We do so because we have been re-born…
We have been re-born as children of God and we have the hope of glory
I will say that again:
We have been re-born as children of God and we have the hope of glory
We are princes and princesses in the Kingdom of God
We were born for a purpose and our bodies are not our own. They were bought at a price that Jesus paid on the Cross
So, verse 2, we must not conform to the pattern of this world, but be transformed by the renewing of our minds.
We are now living in a relationship with Father God through Jesus Christ and because of this we really want to live this sanctified life, this life of a living sacrifice, and we feel that we are letting him down when we do not…

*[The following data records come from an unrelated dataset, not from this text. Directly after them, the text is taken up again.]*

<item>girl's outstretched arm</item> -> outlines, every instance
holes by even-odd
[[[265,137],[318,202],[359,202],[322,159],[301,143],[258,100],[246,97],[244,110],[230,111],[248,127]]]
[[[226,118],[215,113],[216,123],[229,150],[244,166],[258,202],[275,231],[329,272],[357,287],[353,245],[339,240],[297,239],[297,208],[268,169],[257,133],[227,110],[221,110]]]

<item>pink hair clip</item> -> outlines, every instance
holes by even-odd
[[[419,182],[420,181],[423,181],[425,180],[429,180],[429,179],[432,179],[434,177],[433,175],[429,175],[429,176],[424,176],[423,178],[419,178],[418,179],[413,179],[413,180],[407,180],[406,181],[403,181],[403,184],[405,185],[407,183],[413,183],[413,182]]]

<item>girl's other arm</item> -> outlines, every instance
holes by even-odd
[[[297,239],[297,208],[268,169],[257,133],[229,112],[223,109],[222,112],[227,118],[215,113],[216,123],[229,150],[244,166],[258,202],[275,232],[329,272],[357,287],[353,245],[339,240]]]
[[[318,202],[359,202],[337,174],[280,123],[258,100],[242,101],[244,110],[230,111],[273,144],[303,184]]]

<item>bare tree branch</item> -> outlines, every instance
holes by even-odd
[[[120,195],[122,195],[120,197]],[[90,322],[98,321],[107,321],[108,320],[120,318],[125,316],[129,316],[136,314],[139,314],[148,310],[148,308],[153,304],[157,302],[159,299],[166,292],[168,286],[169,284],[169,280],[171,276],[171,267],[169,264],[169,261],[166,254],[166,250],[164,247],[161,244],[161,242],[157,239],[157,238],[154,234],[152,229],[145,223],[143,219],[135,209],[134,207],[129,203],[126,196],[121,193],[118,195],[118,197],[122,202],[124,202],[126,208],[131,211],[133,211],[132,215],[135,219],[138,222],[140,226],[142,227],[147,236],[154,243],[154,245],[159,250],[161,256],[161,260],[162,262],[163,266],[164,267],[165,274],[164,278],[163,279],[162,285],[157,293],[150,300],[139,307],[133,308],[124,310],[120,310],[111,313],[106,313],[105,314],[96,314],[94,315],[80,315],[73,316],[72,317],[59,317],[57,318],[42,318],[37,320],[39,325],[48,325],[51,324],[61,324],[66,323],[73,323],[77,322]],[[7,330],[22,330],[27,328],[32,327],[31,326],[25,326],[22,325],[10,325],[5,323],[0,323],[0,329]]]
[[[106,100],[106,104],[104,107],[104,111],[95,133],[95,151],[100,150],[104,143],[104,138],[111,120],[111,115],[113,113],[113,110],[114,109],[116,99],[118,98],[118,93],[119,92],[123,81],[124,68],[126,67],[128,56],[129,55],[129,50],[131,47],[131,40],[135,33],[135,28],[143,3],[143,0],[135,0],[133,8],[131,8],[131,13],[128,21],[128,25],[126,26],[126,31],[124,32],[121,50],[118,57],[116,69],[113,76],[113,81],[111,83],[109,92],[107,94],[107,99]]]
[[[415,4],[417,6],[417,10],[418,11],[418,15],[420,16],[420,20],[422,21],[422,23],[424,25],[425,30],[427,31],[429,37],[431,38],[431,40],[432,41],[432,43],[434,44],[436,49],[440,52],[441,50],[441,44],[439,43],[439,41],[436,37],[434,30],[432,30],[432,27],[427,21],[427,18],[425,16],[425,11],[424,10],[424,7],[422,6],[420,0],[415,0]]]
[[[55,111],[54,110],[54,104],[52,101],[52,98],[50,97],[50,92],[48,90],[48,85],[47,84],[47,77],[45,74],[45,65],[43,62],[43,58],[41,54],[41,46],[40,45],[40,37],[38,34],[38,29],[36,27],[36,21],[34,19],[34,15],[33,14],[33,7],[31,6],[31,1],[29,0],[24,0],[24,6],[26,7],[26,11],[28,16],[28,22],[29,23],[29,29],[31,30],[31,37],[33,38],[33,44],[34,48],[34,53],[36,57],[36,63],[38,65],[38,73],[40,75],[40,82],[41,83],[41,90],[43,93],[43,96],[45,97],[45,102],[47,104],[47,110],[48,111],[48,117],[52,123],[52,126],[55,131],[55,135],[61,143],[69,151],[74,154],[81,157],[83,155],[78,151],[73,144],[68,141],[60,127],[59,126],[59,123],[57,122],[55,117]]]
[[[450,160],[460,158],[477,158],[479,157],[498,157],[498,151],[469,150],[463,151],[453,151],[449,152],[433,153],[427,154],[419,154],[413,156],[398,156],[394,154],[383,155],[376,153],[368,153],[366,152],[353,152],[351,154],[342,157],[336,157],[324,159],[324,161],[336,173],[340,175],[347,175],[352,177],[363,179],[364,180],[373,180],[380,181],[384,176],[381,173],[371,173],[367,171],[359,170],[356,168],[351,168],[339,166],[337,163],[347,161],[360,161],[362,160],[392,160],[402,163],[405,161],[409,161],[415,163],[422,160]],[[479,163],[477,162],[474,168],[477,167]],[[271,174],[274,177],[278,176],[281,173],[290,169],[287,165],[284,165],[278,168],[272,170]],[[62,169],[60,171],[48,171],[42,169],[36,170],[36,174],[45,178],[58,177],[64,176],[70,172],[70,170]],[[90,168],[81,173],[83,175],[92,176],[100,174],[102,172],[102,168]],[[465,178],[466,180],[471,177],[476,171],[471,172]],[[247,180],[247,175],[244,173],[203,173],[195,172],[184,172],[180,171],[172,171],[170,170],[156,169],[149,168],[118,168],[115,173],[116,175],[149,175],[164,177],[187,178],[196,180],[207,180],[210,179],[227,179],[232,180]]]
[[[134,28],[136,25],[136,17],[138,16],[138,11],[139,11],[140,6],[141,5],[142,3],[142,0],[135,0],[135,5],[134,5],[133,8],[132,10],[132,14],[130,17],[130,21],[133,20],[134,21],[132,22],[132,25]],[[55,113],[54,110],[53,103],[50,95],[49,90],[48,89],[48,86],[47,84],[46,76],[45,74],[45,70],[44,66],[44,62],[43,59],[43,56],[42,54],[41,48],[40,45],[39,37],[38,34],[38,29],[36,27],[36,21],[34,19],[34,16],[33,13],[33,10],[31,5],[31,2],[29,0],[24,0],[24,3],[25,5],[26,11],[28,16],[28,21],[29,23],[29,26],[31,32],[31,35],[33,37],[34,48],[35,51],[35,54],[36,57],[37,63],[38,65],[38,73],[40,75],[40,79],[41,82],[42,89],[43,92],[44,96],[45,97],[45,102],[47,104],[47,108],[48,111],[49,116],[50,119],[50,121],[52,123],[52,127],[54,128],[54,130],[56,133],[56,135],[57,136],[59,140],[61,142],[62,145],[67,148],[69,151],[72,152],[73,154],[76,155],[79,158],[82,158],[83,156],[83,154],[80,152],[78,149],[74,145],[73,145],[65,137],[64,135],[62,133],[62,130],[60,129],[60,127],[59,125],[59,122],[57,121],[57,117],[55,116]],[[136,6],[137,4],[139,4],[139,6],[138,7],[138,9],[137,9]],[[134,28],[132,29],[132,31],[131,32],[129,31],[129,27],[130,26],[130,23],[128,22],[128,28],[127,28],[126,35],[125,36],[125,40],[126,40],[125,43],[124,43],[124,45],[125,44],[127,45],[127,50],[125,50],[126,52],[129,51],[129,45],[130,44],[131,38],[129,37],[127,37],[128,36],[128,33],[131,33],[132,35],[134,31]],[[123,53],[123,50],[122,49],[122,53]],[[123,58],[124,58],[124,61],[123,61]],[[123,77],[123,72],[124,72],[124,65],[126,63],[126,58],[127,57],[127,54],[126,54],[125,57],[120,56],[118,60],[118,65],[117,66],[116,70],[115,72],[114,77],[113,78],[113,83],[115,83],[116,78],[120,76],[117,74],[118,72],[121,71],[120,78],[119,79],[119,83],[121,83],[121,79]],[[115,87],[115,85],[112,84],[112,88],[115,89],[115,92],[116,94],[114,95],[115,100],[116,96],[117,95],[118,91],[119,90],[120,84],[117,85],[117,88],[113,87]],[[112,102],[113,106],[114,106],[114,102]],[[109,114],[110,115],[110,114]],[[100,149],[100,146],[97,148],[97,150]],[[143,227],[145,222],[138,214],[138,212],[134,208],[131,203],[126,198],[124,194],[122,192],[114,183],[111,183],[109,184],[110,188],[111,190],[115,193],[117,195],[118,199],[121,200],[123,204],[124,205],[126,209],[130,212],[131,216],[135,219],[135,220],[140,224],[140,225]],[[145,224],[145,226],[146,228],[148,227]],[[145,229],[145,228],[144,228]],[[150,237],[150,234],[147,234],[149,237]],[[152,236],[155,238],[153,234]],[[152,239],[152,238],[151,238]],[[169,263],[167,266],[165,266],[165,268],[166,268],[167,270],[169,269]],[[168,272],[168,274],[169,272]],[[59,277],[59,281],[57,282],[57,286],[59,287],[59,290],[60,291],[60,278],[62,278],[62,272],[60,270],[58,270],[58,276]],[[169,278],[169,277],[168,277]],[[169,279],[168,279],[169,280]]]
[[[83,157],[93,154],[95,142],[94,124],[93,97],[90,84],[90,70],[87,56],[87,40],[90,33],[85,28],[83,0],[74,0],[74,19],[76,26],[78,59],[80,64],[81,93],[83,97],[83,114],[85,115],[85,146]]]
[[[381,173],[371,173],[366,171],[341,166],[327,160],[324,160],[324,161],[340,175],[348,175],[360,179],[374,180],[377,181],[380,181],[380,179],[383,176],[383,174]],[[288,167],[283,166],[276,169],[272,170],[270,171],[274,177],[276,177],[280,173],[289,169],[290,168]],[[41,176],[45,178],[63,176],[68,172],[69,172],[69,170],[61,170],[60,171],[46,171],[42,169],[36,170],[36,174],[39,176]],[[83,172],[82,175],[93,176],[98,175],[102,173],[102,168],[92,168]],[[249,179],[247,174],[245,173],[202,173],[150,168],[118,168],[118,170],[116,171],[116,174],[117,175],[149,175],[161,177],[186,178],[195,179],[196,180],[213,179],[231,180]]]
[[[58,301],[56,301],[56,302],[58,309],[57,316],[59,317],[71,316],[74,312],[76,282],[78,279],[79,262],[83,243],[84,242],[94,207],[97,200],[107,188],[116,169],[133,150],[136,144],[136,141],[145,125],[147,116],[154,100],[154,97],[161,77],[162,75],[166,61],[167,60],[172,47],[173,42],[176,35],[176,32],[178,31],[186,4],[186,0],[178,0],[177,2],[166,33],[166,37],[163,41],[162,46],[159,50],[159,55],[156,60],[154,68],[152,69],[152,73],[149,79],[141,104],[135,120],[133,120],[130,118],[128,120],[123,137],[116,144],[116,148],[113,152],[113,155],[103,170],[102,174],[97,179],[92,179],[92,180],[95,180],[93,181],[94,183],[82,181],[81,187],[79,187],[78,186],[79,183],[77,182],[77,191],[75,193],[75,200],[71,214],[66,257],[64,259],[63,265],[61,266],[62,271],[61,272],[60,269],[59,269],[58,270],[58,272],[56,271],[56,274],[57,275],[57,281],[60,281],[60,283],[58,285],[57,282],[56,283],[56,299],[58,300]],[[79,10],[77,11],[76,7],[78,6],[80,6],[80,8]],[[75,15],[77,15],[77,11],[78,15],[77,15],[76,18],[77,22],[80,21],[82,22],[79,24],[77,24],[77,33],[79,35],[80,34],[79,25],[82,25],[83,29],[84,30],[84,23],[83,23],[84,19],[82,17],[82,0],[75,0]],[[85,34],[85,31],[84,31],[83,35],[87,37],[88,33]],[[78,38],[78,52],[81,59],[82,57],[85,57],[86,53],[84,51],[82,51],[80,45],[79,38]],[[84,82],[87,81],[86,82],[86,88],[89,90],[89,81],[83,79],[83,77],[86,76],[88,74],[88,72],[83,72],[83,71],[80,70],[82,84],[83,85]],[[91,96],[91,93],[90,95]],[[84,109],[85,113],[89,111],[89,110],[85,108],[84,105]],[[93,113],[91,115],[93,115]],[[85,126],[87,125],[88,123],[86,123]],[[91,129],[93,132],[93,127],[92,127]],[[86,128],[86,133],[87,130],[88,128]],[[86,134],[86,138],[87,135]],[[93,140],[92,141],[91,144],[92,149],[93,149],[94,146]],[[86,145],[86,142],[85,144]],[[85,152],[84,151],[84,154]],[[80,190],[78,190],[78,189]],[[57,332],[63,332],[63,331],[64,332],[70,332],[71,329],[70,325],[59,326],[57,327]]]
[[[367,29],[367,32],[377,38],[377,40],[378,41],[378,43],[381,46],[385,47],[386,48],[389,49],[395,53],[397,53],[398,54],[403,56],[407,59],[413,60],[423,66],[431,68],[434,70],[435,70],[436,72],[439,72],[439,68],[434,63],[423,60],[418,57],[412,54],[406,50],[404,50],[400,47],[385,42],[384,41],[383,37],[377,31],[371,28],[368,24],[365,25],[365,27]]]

But even when we fall back into the ways we used to do things in the past, we do not feel, as a utilitarian might do, that we are failures by our own standards, or (more likely) we do not change the goal posts, as a utilitarian might do to justify our own behaviour and seek to show others (and ourselves) that we are still one of the good guys.
Nor do we feel that we are condemned, as someone might feel who is frightened of God
No, we make a swift repentance, a brief washing of the feet in Jesus splendid analogy at the Last Supper in John 13:10. We keep short accounts and Father God sends us back into the world again..restored not failed…loved and forgiven
In short, we live a good life because we are children of God. We are in relationship with the Father, through the Son and we have the confident hope of glory.
So, if I had met St. Paul in Dubai in the 1980s and he had seen how I lived, I don’t think he would have berated me for my behaviour, like some schoolmaster, but he might, I think, have asked as I believe he is asking us all today
‘Do you know who you are?’
‘Do you know who you can be?’
‘Do you know that Father God, the Creator of the Universe loves you and wants you to be his son?
Amen
So two brief prayers:
Firstly, for anyone who may feel that they have never crossed that boundary that Jesus spoke of to Nicodemus…who feels that they have never been re-born, who doesn’t have a personal relationship in Jesus Christ: Lets pray – just say this prayer in your hearts after me
“Lord Jesus Christ, I am sorry for the things I have done wrong in my life (take a few moments to ask his forgiveness for anything particular that is on your conscience).
Please forgive me.
I now turn from everything that I know is wrong. Thank you that you died on the cross for me, so that I could be forgiven and set free. Thank you that you offer me forgiveness and the gift of your Spirit.
I now receive that gift.
Please come into my life by your Holy Spirit to be with me forever.
Thank you Lord Jesus, Amen.”
If this is the first time you have prayed this please do let me know so that I can pray for you specifically.
And for those who have prayed that prayer before:
Let us pray, Father God, I know that I am your child and that you are calling me to make my whole body a living sacrifice, please show me now things in my life which I should sacrifice for you…
How I can be transformed, and give me the strength
To carry this out
Amen
Romans 12:1-2
12 I appeal to you therefore, brothers and sisters, by the mercies of God, to present your bodies as a living sacrifice, holy and acceptable to God, which is your spiritual worship. 2 Do not be conformed to this world, but be transformed by the renewing of your minds, so that you may discern what is the will of God—what is good and acceptable and perfect.
The Holy Bible: New Revised Standard Version. (1989). (Ro 12:1–2). Nashville: Thomas Nelson Publishers.